In her time on the board she said she’s most proud that it’s started the discussion of, and shifted the focus to what kind of benchmarks it needs to set for student success. The College Promise—something that the board extended to provide two free semesters of tuition during her service—is also a point of pride for Archuleta, as its national profile has grown, with even the White House taking an interest in its aim.

She said that as much as resources are in play, there’s been a demographic shift in enrollment that is stunting the college’s ability to get students in and out of its doors in a timely fashion. The non-traditional student—one that started school late, isn’t pursuing a degree or is going to school part-time—has become the traditional student she said.

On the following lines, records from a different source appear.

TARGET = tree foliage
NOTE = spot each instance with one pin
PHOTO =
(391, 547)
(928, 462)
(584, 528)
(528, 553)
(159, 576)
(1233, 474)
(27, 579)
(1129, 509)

She pointed to an increase in students that now have to work multiple jobs to help support their families at home instead of solely focusing on their studies as a contributing factor. She noted that the cost of living has changed dramatically since the time when she was a student and her share of rent was $180 per month. But she also said that a precipitous drop in funding from all levels, including the Pell Grant being reduced to six semesters from nine, is also an obstacle the college must face.

“This is happening across the state, across the nation actually and it’s important to keep that in perspective that it’s not just a Long Beach City College phenomenon,” Archuleta said. “I didn’t have to work, I worked because I wanted to get experience and I wanted to have a little discretionary funds for myself. Today, students have to work multiple jobs, not for discretionary spending, but to help their families survive.” 

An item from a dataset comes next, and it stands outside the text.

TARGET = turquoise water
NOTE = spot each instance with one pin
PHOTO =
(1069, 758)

The current model, Archuleta said, is not working for the digitized-era the students grew up in. She said the school needs to do more to embrace that, but it also needs to do more to cater to students’ needs regarding class scheduling. She said the core classes like math, english and science—ones that often times stand as barriers to transfer because of wait lists—are there, but “not always at the time that students need them to be.”

She said the challenge will be for the college to address scheduling issues and reimagining how decades-long practices can be tweaked to better serve a student body that live different realities than those from ten or twenty years ago. She believes that her depth and breadth of experience—something she thinks her opponent lacks—make her the more qualified person to see those changes through, noting that her extensive service in education over the past three decades has provided her with the ability to govern at a macro-level, but also supplied her with an understanding with what’s happening on the mico-level.

Her understanding of her community is propelled by her own experiences as a first-generation student that had to navigate her own way through college. The politics on campus or any issues surrounding the board are not the concerns she hears from her constituents. Instead, its ‘how do I get my son or daughter into college’ and ‘how am I going to pay for it,’ she said.

“I know what the areas are, I know what the challenges are, I want to make sure that as a trustee we have the services that are needed,” Archuleta said. “Because dissemination of information is vital, I want to make sure that we have the staff that is able to relate to the students and be able to speak and connect with the parents.”